Monday, May 14, 2007

Racism and Family

It's interesting to me the subtle and not so subtle ways racism pops up in our lives. I know for a fact that almost all of my family members consider themselves to be anti racist and yet I am consistently surprised by the comments that they can make. I think most of it is truly ignorance of the issues of minorities and the forms that racism can take. For example, not long ago I had a very in depth discussion with my uncle about college quotas for minority admission. He firmly feels that this causes reverse discrimination against white people. What! Nothing I can say will convince him that this is not true; because as a poor white male he didn't receive a scholarship when minorities with lower test scores did. He is not a racist but expounds on ideas I consider to be clear signs of entrenched discrimination in our society.

Some family members are from the older generation and have use non-PC terms without realizing the connotation. My very elderly grandmother asked me a few weeks ago if my child would be a Negro. I assured her that my child would be Ethiopian. The question took me aback because, one, my grandmother is the least racist person I have ever met, and two, because we have been talking about the adoption together for a least 8 months and it only just dawned on her that my child will be black. I know that times change and when my grandmother was younger that was how you referred to people with dark skin. She doesn’t mean anything more by it than I do when I refer to my future child as black, but I do wonder how my child will feel about either of those descriptions. (Hopefully Grandma will learn not to say that by the time she meets the baby!)

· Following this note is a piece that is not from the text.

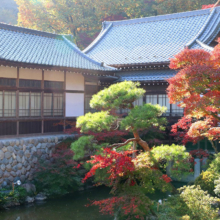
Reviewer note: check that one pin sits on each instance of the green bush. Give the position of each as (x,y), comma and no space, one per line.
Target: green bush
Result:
(206,181)
(59,176)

Other family members are more open. Several of the older generation in Z-mans family fall into the blatantly and uncompromisingly racist category. We had heard some comments that have shocked us into next Tuesday. We have had to lay don the law with some of them about what is acceptable to say in front of us and our children... and this was before we knew we were adopting. Some family members we will have little or no contact with because of their racist views.

Our family is a small cross section of the world at large and I can see a little bit of how my child will have to face this kind of thing everyday. In subtle and not so subtle ways racism is all around us.